La medida fue oficializada mediante el Decreto 787/2025, publicado este martes en el Boletín Oficial, que deja sin efecto el Decreto 2417/1993. Hasta ahora, las escuelas privadas debían comunicar a las familias los montos de matrícula y cuotas antes del 31 de octubre de cada año, y obtener el acuerdo de los padres o tutores para que los nuevos valores fueran validados por las autoridades nacionales.

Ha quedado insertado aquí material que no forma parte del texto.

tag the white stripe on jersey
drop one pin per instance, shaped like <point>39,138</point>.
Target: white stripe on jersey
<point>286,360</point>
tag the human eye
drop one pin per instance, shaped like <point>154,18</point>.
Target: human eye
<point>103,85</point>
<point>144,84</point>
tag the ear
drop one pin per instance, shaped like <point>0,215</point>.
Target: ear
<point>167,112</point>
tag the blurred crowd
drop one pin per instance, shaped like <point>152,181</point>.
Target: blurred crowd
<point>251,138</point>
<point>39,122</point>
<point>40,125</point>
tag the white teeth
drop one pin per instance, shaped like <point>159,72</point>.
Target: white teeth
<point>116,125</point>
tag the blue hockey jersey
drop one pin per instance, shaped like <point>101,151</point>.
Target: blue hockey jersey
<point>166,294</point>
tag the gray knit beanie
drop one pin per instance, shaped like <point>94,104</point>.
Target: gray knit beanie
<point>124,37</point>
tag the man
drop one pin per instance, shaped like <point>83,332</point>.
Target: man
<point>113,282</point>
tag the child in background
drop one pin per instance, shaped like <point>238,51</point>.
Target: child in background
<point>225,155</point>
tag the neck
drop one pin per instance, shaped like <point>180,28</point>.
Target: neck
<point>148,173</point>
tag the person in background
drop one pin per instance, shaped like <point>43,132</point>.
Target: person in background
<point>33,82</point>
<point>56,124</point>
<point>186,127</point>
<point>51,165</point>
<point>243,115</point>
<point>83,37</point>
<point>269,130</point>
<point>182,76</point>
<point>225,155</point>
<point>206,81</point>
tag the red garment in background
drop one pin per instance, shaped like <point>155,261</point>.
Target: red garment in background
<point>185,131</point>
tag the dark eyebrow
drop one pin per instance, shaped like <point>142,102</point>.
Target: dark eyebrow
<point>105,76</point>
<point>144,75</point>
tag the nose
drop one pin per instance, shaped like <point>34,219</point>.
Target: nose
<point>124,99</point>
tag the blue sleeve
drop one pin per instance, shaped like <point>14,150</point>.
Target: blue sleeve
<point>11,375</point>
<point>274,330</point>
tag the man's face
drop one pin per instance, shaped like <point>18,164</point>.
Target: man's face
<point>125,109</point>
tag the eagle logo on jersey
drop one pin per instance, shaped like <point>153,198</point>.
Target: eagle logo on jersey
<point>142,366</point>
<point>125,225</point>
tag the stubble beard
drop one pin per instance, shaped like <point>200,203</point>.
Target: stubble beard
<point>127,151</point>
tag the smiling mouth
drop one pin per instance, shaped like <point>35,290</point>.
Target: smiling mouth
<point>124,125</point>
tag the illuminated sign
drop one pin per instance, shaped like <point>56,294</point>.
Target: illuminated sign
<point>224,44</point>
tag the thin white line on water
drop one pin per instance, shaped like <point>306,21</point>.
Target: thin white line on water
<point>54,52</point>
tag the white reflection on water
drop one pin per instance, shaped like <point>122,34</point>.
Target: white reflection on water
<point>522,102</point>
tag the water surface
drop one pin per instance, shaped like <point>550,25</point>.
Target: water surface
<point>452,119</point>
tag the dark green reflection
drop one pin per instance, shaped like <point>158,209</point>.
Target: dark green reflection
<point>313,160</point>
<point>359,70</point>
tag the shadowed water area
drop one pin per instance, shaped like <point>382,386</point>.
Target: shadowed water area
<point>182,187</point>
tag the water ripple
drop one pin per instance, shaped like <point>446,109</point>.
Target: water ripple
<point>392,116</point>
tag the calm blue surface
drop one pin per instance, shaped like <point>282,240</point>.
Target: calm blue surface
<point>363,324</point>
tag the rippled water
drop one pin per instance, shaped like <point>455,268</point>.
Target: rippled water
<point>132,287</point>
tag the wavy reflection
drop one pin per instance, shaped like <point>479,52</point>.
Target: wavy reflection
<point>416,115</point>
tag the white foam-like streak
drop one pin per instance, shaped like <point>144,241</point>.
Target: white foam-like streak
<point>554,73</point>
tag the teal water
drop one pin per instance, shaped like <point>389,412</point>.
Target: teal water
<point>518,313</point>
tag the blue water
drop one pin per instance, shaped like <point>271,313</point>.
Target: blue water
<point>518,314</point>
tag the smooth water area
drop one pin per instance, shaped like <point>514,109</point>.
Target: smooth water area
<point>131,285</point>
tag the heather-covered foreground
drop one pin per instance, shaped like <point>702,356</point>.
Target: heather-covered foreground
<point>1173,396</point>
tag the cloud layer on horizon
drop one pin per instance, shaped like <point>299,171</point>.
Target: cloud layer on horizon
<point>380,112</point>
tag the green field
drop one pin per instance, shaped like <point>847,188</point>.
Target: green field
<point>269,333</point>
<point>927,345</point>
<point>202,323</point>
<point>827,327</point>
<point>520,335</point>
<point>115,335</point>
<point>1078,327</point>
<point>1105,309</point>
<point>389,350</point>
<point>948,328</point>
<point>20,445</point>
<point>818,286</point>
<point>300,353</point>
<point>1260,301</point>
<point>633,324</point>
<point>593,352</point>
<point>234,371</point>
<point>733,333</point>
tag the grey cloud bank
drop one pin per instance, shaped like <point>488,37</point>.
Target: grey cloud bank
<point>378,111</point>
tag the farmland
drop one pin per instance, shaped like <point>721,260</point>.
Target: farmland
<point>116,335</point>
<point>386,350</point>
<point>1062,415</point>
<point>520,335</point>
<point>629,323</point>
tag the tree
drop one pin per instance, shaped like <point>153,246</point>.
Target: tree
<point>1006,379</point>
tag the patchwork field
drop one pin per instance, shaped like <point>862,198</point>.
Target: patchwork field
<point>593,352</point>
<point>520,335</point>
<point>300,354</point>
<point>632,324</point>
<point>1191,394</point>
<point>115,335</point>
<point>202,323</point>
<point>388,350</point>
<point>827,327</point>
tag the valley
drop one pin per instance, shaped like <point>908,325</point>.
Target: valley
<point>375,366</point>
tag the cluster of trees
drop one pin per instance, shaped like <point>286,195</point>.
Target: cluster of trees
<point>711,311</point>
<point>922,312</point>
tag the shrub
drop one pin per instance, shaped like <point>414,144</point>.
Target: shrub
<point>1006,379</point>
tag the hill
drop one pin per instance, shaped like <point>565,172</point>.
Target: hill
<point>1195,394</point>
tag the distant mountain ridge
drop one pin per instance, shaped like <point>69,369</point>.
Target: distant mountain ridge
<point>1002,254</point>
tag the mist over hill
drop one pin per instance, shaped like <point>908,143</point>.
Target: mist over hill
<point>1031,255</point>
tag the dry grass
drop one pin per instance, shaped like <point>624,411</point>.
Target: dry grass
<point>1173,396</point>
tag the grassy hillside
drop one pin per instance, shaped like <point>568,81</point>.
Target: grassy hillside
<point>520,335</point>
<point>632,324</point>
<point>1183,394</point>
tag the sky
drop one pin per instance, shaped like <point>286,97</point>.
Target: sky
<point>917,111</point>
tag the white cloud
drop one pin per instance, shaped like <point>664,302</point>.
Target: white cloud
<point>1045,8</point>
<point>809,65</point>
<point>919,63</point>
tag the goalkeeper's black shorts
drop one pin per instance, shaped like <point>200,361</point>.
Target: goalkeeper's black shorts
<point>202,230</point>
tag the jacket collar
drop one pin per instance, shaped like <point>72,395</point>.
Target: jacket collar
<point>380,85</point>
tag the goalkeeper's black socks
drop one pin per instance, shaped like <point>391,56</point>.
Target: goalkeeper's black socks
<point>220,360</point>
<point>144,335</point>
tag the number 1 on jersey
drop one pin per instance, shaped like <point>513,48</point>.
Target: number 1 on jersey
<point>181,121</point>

El Ejecutivo argumentó que el régimen vigente “presentaba limitaciones y requerimientos que dificultaban la adaptación de los institutos de enseñanza privada a las realidades educativas y económicas del país”. Según el texto oficial, la intervención estatal generaba efectos contraproducentes, ya que obligaba a las instituciones a fijar cuotas más elevadas de lo necesario por temor a no poder cubrir costos sin aprobación previa.
La administración de Javier Milei sostuvo que la desregulación permitirá a los colegios privados ajustar sus precios en función de la realidad económica y los costos operativos, garantizando el principio de libre contratación. Al mismo tiempo, señaló que el esquema anterior podía derivar en una precarización de la calidad educativa, al impedir que los establecimientos respondieran con rapidez a las variaciones en salarios, insumos y gastos de funcionamiento.
La decisión abre un nuevo escenario en el sistema educativo privado, donde las familias deberán afrontar cuotas definidas directamente por cada institución, sin intervención estatal. El Gobierno asegura que esta libertad favorecerá la competencia y la adecuación de los precios al mercado, aunque persisten interrogantes sobre el impacto que tendrá en la accesibilidad y en la previsibilidad para los hogares.